I was slightly more alert on the next leg of my journey home, from Vienna to Chicago. I looked down at my hands and my arms and the rest of my body, my flesh. Underneath the borrowed clothes, this is me. This is all I could take out. This is what my friends and family are so glad is safe. For the Palestinian people I left behind, who cannot flee when the gunships and tanks attack their neighborhoods, the state of Israel has control over their flesh- its safety, its location, its health. The occupation of Palestine is not just about territories. It's about people who are forced to lead occupied lives. And their very flesh is what many of them are willing to give up in order for their people to have freedom and justice.

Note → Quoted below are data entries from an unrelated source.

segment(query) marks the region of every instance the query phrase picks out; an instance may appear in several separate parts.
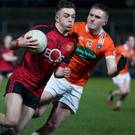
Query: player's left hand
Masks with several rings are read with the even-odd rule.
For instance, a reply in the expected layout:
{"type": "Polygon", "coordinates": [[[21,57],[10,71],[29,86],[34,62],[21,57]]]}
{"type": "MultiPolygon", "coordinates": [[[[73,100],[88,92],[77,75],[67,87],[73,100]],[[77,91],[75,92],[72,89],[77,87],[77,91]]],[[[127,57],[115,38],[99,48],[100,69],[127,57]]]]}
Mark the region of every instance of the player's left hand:
{"type": "Polygon", "coordinates": [[[127,64],[127,57],[121,55],[121,57],[118,61],[118,64],[117,64],[118,71],[121,71],[122,69],[124,69],[126,64],[127,64]]]}
{"type": "Polygon", "coordinates": [[[64,72],[64,77],[70,77],[70,75],[71,75],[70,68],[65,67],[63,72],[64,72]]]}

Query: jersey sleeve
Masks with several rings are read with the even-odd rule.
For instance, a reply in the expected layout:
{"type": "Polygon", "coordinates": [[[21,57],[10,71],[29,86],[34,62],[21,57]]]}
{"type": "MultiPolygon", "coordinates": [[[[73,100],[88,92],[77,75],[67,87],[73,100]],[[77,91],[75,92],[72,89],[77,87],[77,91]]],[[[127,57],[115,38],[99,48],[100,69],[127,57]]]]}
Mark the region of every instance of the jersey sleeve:
{"type": "Polygon", "coordinates": [[[66,67],[68,65],[68,63],[70,62],[70,60],[72,59],[72,57],[73,57],[73,55],[75,53],[75,49],[76,49],[76,46],[72,50],[71,54],[63,59],[63,61],[60,64],[60,67],[66,67]]]}
{"type": "Polygon", "coordinates": [[[105,57],[115,55],[115,46],[112,39],[108,37],[108,39],[105,42],[105,57]]]}

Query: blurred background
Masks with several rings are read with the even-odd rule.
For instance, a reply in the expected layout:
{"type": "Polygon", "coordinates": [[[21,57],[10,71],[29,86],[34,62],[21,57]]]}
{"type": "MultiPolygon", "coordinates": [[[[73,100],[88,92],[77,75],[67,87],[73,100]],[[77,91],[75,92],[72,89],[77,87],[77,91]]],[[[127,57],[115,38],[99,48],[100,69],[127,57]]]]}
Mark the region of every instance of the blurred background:
{"type": "MultiPolygon", "coordinates": [[[[103,3],[110,8],[109,23],[105,30],[115,44],[123,44],[129,34],[135,34],[134,0],[70,0],[77,6],[77,21],[85,21],[89,8],[94,3],[103,3]]],[[[54,21],[54,10],[58,0],[0,0],[0,41],[7,34],[19,37],[33,25],[48,24],[54,21]]],[[[19,52],[21,56],[21,53],[19,52]]],[[[20,60],[20,59],[19,59],[20,60]]],[[[102,60],[94,70],[94,75],[105,76],[102,60]]],[[[135,76],[134,67],[130,67],[135,76]]]]}

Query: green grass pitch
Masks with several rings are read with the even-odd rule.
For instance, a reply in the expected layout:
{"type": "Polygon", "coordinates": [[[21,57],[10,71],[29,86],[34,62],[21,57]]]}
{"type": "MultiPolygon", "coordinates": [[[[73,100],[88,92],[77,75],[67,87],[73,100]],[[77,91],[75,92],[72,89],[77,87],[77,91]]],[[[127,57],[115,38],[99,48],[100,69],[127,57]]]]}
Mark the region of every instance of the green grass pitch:
{"type": "MultiPolygon", "coordinates": [[[[110,78],[91,78],[84,89],[76,115],[66,119],[52,135],[135,135],[135,80],[131,82],[131,93],[121,111],[115,112],[106,103],[109,90],[116,88],[110,78]]],[[[0,90],[0,112],[4,111],[5,83],[0,90]]],[[[23,135],[31,135],[40,127],[50,112],[34,119],[25,128],[23,135]]]]}

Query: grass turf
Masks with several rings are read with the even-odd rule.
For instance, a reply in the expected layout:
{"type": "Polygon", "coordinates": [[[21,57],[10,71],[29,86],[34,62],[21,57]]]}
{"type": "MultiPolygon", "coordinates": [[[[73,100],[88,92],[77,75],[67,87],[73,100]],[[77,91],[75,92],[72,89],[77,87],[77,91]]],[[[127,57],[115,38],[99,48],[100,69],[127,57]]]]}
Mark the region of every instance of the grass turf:
{"type": "MultiPolygon", "coordinates": [[[[6,81],[4,81],[6,82],[6,81]]],[[[84,89],[80,107],[76,115],[66,119],[52,135],[134,135],[135,134],[135,91],[131,83],[131,93],[119,112],[113,111],[106,103],[109,90],[116,88],[109,78],[91,78],[84,89]]],[[[0,112],[4,109],[2,94],[5,83],[0,90],[0,112]]],[[[34,119],[25,128],[23,135],[30,135],[40,127],[50,112],[39,119],[34,119]]]]}

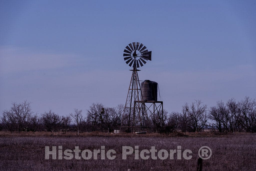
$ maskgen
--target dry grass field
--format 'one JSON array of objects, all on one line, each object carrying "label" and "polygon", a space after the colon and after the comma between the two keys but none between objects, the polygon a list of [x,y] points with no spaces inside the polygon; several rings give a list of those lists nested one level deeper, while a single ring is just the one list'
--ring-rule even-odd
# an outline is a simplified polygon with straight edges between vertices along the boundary
[{"label": "dry grass field", "polygon": [[[196,170],[198,150],[207,146],[212,151],[209,159],[203,161],[203,170],[255,170],[256,134],[241,133],[218,135],[208,133],[135,135],[83,133],[77,137],[72,133],[63,135],[57,133],[0,132],[0,170]],[[45,146],[62,146],[63,149],[73,149],[78,146],[82,149],[100,149],[104,145],[106,150],[113,149],[116,157],[113,160],[98,159],[88,160],[74,158],[68,160],[45,160]],[[191,150],[193,157],[190,160],[182,158],[165,160],[151,158],[134,159],[134,154],[127,160],[122,159],[122,146],[134,148],[139,150],[177,149]]]}]

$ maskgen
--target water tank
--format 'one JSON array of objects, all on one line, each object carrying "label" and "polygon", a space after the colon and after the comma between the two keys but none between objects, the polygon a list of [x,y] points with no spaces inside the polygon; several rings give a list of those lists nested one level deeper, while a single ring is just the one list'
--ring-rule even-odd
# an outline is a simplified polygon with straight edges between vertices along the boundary
[{"label": "water tank", "polygon": [[141,83],[142,100],[157,101],[157,83],[150,80],[146,80]]}]

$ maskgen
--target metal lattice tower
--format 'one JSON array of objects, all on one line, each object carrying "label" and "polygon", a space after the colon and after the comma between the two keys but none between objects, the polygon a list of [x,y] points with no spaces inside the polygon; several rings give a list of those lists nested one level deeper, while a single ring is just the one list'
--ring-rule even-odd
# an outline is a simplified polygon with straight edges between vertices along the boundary
[{"label": "metal lattice tower", "polygon": [[148,118],[143,99],[137,69],[145,65],[148,60],[151,60],[151,51],[148,51],[142,44],[131,43],[125,48],[124,59],[133,69],[128,93],[125,105],[120,130],[126,132],[135,132],[145,131],[148,127]]}]

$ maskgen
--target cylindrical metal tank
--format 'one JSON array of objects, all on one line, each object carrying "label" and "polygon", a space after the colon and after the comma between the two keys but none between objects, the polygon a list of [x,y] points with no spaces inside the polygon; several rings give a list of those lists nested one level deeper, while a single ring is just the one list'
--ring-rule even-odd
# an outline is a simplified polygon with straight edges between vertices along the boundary
[{"label": "cylindrical metal tank", "polygon": [[157,101],[157,83],[146,80],[141,83],[143,99],[148,101]]}]

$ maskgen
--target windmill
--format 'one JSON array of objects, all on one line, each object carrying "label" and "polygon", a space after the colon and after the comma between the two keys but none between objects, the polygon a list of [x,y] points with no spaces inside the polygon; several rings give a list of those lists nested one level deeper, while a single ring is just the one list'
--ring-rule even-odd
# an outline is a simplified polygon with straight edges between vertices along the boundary
[{"label": "windmill", "polygon": [[120,129],[128,132],[144,131],[149,122],[138,75],[140,70],[137,68],[151,60],[151,51],[142,43],[133,42],[125,47],[124,52],[125,63],[133,69],[130,70],[132,74]]}]

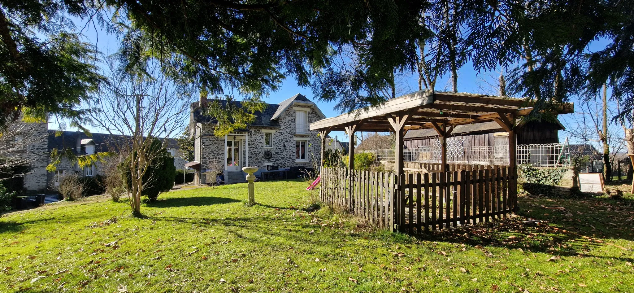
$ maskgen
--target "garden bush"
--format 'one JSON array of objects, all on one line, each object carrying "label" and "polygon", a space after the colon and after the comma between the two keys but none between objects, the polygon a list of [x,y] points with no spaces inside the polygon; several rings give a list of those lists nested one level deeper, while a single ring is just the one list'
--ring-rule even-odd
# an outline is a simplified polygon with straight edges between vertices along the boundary
[{"label": "garden bush", "polygon": [[[342,157],[346,167],[348,167],[348,156]],[[370,168],[377,161],[377,157],[372,153],[359,153],[354,154],[354,169],[359,171],[370,171]]]},{"label": "garden bush", "polygon": [[[176,174],[176,167],[174,166],[174,157],[172,157],[172,155],[167,152],[167,150],[163,147],[160,140],[155,138],[153,140],[150,152],[158,152],[158,155],[152,160],[150,167],[143,176],[144,183],[147,182],[148,184],[145,185],[141,192],[141,195],[148,197],[150,202],[156,200],[161,192],[168,191],[174,187],[174,179]],[[131,190],[129,186],[132,183],[130,170],[127,168],[127,166],[130,166],[129,160],[130,157],[128,157],[120,165],[122,179],[126,183],[128,190]]]},{"label": "garden bush", "polygon": [[517,166],[518,176],[521,177],[524,182],[544,185],[559,185],[567,171],[568,169],[565,167],[538,169],[528,164]]},{"label": "garden bush", "polygon": [[103,183],[105,179],[105,176],[98,174],[82,178],[82,184],[84,185],[84,195],[89,196],[103,194],[106,192]]},{"label": "garden bush", "polygon": [[[184,174],[185,181],[183,181],[183,175]],[[214,178],[214,179],[216,178]],[[176,170],[176,177],[174,178],[174,183],[176,184],[187,183],[194,181],[194,173],[187,173],[183,169]]]},{"label": "garden bush", "polygon": [[84,195],[82,180],[75,174],[61,176],[56,188],[66,200],[75,200]]},{"label": "garden bush", "polygon": [[13,208],[13,196],[15,192],[8,192],[6,187],[0,184],[0,215]]}]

As I passed my entry card to the customs agent at O'Hare, he glanced at the route of my extended homeward journey: Israel, Cyprus, Austria, the United States. "Any baggage?" he asked. "Nope." I replied. But he couldn't see what I was carrying inside of me as I walked past him toward the double doors marked "Exit," behind which my family was waiting. In addition to the little suitcases under my eyes, I had little suitcases inside my flesh, which contained things like....the taste of the fear in the room as co-workers frantically tried to get ahold of family members the day their town was bombed by Israeli gunships....the air of cynicism as it was explained to me that, unlike the tourists and pilgrims, Palestinians are not allowed to move freely about their own country....the searing of shame I felt as I saw weapons and bullets from the United States fired at Palestinian children....the tension of terror as a friend described the need for groups of unarmed young men in his village to go on all night patrols in case Jewish settlers, armed by the government and legitimized by an exclusive understanding of the Bible, attack their defenseless village.

I wasn't really traveling without luggage. It just looked that way.


I was evacuated out of Palestine on October 12, when Israel bombed the police station very near my flat, without giving warning to the residents. I was unable to return to the flat to collect my things. After spending two weeks in Cyprus, the situation did not improve in Palestine and I returned home to the United States. Unlike Palestinian refugees, eventually I will get most of my things back.


Wendy Mathewson was Presbyterian Church, USA Young Adult Volunteer at Sabeel during August to October 2000 before being evacuated.